Ну, ладно. Спокойней. С чего это я вдруг завелся? А вот отчего.
Я решил написать оперу. Детскую оперу. Ведь я уже знал, что скоро покину училище, этот дом, где я провел десять лет своей жизни. И мне захотелось оставить тут какую-нибудь память о себе, что-нибудь оставить тем мальчишкам, которые будут здесь после меня. И я решил сочинить детскую оперу.
Прежде всего надо было найти сюжет.
Я вспомнил, как два года назад, когда мы были в пионерском лагере близ Вереи и я там Был пионервожатым у третьеклассников, - как однажды на берегу Протвы я читал им, своим огольцам, книжку Януша Корчака "Король Матиуш Первый". Про мальчика-короля Матиуша, про его друга Фелека, про маленькую негритяночку Клю-Клю…
Это очень хорошая книжка.
Ребята слушали, боясь шелохнуться. Они пооткрывали рты от негодования и страха, когда Матиуша провели через весь город, поставили у столба на площади перед выкопанной ямой, и взвод солдат зарядил ружья…
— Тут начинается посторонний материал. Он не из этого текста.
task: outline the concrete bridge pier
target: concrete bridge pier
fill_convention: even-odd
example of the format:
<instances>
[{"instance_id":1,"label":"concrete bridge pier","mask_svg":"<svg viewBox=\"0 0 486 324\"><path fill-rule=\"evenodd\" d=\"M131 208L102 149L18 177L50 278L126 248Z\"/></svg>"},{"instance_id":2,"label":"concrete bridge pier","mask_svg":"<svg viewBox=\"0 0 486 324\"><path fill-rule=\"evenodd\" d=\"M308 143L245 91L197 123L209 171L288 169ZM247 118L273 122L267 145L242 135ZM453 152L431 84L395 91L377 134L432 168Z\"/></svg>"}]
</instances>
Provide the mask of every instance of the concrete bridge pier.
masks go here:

Я заметил, с каким облегчением вздохнули они, когда Матиушу заменили расстрел ссылкой на необитаемый остров.
Я закрыл книжку. Посмотрел на них. И вдруг у меня на голове сами собой зашевелились волосы.
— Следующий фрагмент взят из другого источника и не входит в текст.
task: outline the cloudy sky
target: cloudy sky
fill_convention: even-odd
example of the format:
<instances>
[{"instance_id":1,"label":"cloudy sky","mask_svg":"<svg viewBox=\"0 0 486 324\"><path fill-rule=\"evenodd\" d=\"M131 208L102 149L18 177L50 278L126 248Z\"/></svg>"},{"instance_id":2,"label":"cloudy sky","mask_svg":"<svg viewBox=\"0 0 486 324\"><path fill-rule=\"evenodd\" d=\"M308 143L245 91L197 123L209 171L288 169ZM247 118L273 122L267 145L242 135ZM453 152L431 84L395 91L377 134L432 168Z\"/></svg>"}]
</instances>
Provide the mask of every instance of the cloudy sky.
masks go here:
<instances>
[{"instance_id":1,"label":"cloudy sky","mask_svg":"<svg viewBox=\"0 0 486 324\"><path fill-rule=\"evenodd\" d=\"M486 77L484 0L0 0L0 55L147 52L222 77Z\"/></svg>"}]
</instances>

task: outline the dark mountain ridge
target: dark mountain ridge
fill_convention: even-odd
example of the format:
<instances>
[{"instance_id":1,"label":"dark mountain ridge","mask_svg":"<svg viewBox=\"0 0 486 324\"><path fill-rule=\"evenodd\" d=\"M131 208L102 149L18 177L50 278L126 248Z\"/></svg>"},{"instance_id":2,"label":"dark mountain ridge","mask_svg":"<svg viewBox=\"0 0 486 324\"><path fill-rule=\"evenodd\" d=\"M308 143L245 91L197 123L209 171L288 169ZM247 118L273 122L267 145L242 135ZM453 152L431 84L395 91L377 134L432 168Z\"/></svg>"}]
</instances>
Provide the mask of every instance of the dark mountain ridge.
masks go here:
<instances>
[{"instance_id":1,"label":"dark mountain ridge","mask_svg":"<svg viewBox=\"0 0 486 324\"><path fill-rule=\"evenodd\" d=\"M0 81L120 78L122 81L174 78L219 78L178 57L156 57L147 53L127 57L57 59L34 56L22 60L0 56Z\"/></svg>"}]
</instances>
Я представил себе, что именно этих ребят - мальчишек, моих корешей, третьеклассников, сидящих на берегу в одних трусах, загорелых, облепленных песком, - что именно этих ребят фашисты ведут под конвоем к газовым камерам. Туда, навстречу черному дыму…
Меня настолько потрясла эта мысль, что я, признаюсь, даже не посмел рассказать ребятам о самом Януше Корчаке и о судьбе его питомцев.
А, наверное, надо было. Надо, конечно, всю правду…
И вот теперь я решил написать оперу "Король Матиуш Первый". Но не просто оперу, а если так можно выразиться, д_в_о_й_н_у_ю оперу. Чтобы в ней разыгрывались сказочные события, которые есть в самой книжке, а рядом, параллельно, вернее, контрапунктом, шла настоящая трагическая история, происшедшая в Треблинке.
Именно так. Лично у меня не оставалось сомнений в том, что только так и надо делать эту оперу.
Загвоздка была в другом. Ведь книга Януша Корчака написана прозой. А для оперы все это требуется переложить на стихи. Кто их сочинит? Я в этом деле совершенный дуб. И, насколько я знал, в нашем училище никто стихами не баловался.
Но мне не хотелось откладывать весь этот замысел на после. Ладно, пока обойдемся без стихов. Я взялся за музыку.
Я сочинил два хорала: вокализных, без текста. Один - вступительный, радостный, вместо увертюры. А второй - реквием. Памяти погибших. Оба хорала - для детских голосов. И уж если я напишу эту оперу (а я ее обязательно напишу), наши мальчишки так споют эти хоралы, что все обалдеют.
Писал я вечерами.
Дело в том, что у нас очень туго с инструментами. То есть сами инструменты есть - и рояли и пианино, - но комнат не хватает. Они, инструменты, распиханы по всем классам и даже по всем коридорам. А в одном коридоре стоят друг против дружки два пианино. А бывает так, что играют сразу на обоих. Ведь всем надо заниматься - вон сколько нас тут! И случается так, что за одним инструментом сидит один малый, играет занудные гаммы, а напротив сидит другой малый, играет моцартовскую сонату. Оба вместе играют, одновременно, стараясь не слышать друг друга, а как же не услышишь!.. Это и есть самый настоящий сумбур вместо музыки - нехватка помещений.
Вот почему я дожидался вечера, когда уже все наиграются до полного изнеможения и отправятся спать. Тогда-то и наступал мой черед.
Я садился к роялю, выставлял на пюпитр нотную тетрадь, клал карандаш… Я играл. И записывал.